Francuski najwyższy sąd administracyjny (Conseil d’Etat) uznał w swoim orzeczeniu, iż ARCEP – regulator francuskiego rynku telekomunikacyjnego – ma prawo ingerencji w umowę roamingową pomiędzy Orange i Free Mobile – informuje francuski dziennik Les Echos. O zbadanie tej umowy i jej wpływu na francuski rynek mobilny od kilku lat wnioskuje trzeci co do wielkości operator infrastrukturalny we Francji Bouygues Telecom.
Domagał się on prawnej gwarancji, że umowa nie będzie prolongowana po 2018 r., na jaki została zawarta. Według właściciela firmy Martina Bouyguesa, Free Mobile nadmiernie opiera działalność operacyjną na sieci partnera, a zbyt mało inwestuje we własną infrastrukturę. Dzięki temu zaś może sobie pozwolić na morderczą strategię cenową, która w krótkim czasie dała mu kilkunastoprocentowy udział we francuskim rynku mobilnym, konkurentów zmusiła do redukcji kosztów i przyspieszyła konsolidację rynku.

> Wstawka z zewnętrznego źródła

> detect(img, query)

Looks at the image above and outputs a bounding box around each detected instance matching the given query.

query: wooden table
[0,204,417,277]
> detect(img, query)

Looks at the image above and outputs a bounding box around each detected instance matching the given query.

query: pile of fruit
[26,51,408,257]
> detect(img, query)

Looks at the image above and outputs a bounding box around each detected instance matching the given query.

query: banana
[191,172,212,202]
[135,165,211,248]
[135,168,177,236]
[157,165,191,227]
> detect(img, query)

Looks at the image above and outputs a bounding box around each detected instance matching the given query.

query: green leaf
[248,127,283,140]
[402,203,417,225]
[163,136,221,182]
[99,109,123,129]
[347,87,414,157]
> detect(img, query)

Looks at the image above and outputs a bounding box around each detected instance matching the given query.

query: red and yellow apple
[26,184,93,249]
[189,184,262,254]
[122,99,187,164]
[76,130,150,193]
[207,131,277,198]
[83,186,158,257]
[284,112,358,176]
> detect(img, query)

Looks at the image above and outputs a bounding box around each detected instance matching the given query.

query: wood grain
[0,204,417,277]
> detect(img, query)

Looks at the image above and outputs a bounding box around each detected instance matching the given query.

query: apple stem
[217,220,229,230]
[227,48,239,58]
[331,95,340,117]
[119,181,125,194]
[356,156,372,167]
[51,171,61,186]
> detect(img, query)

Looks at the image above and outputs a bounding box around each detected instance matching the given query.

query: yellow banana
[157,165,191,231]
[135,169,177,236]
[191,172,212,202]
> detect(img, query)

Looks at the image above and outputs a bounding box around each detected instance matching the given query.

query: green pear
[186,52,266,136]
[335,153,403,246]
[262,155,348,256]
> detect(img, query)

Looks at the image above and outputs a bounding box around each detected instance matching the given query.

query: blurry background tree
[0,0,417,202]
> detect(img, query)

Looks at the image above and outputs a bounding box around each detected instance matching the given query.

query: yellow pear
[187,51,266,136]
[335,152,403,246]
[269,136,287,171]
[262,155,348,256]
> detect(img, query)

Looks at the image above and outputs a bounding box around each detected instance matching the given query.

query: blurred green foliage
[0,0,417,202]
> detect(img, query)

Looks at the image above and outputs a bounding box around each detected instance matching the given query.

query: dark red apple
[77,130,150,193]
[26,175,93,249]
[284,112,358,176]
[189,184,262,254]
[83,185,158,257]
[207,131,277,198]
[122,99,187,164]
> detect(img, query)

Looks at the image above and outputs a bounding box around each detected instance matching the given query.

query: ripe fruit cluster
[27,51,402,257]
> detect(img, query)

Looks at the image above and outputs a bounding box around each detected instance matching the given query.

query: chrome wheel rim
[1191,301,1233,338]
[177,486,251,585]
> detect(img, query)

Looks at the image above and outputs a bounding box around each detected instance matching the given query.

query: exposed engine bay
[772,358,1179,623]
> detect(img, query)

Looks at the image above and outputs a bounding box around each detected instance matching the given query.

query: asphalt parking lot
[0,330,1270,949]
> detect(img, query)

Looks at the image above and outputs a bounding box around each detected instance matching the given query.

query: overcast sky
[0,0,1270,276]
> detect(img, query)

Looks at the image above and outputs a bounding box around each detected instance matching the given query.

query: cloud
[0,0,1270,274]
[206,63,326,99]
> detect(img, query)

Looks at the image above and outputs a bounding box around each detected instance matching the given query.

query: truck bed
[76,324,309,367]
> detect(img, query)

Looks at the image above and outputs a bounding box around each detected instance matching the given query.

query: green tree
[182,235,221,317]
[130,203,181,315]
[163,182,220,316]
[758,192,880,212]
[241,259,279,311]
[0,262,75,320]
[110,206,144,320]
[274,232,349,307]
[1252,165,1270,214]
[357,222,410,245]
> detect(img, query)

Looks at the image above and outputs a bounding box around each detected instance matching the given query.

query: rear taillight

ARCEP długo odmawiał ingerencji, twierdząc, że sprawa dotyczy dobrowolnego kontraktu handlowego pomiędzy dwoma niezależnymi podmiotami. Sytuacja się zmieniła po przyjęciu przez francuski parlament tzw. ustawy Macrona (multiustawa dotycząca wielu sfer życia, której celem jest podniesienie konkurencji we francuskiej gospodarce), która między innymi zadekretowała pokrycie całego terytorium Francji sygnałem sieci mobilnych. Zapisy ustawy dały ARCEP możliwość badania relacji pomiędzy operatorami i na mocy nowego przepisu regulator podjął przegląd umowy roamingowej Orange – Free Mobile. Świeże orzeczenie sądu najwyższego (stanowiące efekt drogi odwoławczej od wcześniejszych odmownych decyzji ARCEP) pieczętuje te działania regulatora, choć ich wynik jest trudny do przewidzenia.
Cała sprawa zaczęła się w roku 2012, a efekty przeglądu mogą być widoczne najwcześniej w roku 2018. Niemniej działania ARCEP z pewnością stanowią dla Orange i Free czynnik, którego nie da się zlekceważyć, planując przyszłość współpracy roamingowej.